Running on — Running on Empty…

I ran out my pain medicine today, five days shorter than when I was supposed to. That is a major problem in my world, because I need the medicine to function and not be 100% confined to my bed. Also, I’ve been taking it for a while so I can’t just stop at once. The bottom line is, I need to get another five days worth until my next doctors appointment on Tuesday. As many of you know, it’s not as simple as just calling my doctor’s office and picking up the script.

First, when I call the office I need to get a hold of someone who can help me, that’s never an easy task. Today I didn’t have terrible luck in that department which was good, so I explained as plainly as I could that my pain has been substantial and even though I’ve tried to ration the medicine to make it stretch until Tuesday, it’s not going to be possible. Since there is a regulation with the pharmacy now that I can’t fill the same narcotic script within 30 days, I can’t just get five days worth of what I normally take. I don’t know what the doctor’s office is going to end up saying because I haven’t heard back from them yet, but my anxiety is through the roof over it. What if they don’t get back to me? What if they tell me just to deal with it for the next five days? What if they give me a hard time about how quickly I went through the medicine to begin with?

I have an epidural scheduled on Tuesday for my L5/S1 and I’m in severe pain in my lower back/left leg (and other locations, but my back is the priority right now). I turned down refilling my meds at my last P.A. appointment because I knew I would see the M.D. on Tuesday; I had no idea at the time I wouldn’t be able to make things stretch. At the time of the P.A. appointment they tried to give me a script for my pain meds, but I reminded them I wasn’t due yet. I thought that it was the responsible “patient behavior” thing to do, but today when I called them I felt like the biggest drug addict. Feeling like someone, or a group of people, stand in the way between you getting the medicine you need to feel better is an extremely vulnerable position to be in.

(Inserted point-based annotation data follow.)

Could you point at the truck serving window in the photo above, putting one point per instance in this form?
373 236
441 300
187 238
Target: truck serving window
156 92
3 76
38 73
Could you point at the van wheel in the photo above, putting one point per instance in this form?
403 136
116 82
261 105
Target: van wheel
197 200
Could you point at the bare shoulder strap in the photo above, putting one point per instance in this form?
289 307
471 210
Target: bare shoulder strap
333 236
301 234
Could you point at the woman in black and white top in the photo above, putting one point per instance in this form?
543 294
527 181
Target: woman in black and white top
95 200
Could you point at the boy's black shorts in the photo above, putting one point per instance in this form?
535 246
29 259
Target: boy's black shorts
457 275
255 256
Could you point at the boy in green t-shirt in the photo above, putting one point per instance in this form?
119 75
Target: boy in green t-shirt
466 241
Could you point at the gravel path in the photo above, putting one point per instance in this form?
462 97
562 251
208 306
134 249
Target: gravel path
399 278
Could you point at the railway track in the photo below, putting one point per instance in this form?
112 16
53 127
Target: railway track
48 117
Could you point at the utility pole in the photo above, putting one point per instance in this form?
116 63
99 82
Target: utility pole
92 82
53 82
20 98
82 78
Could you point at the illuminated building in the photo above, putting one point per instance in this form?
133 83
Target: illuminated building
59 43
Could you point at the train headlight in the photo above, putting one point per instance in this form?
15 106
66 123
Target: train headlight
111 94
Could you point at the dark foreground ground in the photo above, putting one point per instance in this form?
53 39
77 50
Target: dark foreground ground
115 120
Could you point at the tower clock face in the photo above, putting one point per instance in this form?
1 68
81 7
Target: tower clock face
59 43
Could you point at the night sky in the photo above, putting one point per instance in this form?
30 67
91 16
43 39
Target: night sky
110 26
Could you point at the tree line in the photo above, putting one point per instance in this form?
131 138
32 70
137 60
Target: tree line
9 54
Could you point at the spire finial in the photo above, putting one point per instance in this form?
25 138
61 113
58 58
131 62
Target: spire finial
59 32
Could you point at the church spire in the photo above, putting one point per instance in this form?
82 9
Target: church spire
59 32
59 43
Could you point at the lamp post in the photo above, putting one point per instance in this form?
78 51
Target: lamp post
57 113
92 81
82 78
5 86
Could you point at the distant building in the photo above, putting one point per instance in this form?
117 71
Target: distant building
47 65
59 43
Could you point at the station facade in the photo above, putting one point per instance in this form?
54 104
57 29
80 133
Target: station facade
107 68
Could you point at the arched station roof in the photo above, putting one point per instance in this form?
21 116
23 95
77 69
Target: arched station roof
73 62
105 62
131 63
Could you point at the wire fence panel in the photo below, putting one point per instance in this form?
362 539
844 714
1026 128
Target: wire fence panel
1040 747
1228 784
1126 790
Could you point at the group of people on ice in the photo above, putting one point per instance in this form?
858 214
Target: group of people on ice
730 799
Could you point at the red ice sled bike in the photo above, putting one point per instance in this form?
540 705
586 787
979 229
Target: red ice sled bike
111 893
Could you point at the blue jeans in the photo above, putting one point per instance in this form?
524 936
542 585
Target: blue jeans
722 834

The last couple of days I haven’t been taking the amount I need because I’ve been trying to stretch it out and I’ve noticed a significant difference in my pain level and therefore mood. After talking to my husband about it last night I realized it was barbaric for me to suffer in silence and not call the doctors office just because I didn’t want them to judge me for drug seeking behavior. So now I sit and wait for their decision, hoping that they realize how critical it is that they get back to me within 24 hours. I hope that those of you reading this aren’t struggling with the same thing, but I know the odds are that you must be. Please don’t do what I did and let your pride get in the way of calling and telling the doctor what is going on. This is the first time in years I’ve ever had to call before my 30 days and get a supplemented script. I’m so sensitive that people will think I’m an addict due to medications I’m on & the generalizations people make about chronic pain patients. Even though that couldn’t be further from the truth in my situation, it still stings when I need to make phone calls like today, or get drug tested (even though I understand it’s policy). These things just chip away at me little by little because I haven’t fully accepted my chronic pain situation and the bullshit that comes along with it. But I’m trying, and in sharing this experience with all of you, it takes it out the shadow of my life and exposes it so it’s no longer something I’m ashamed to admit that I deal with.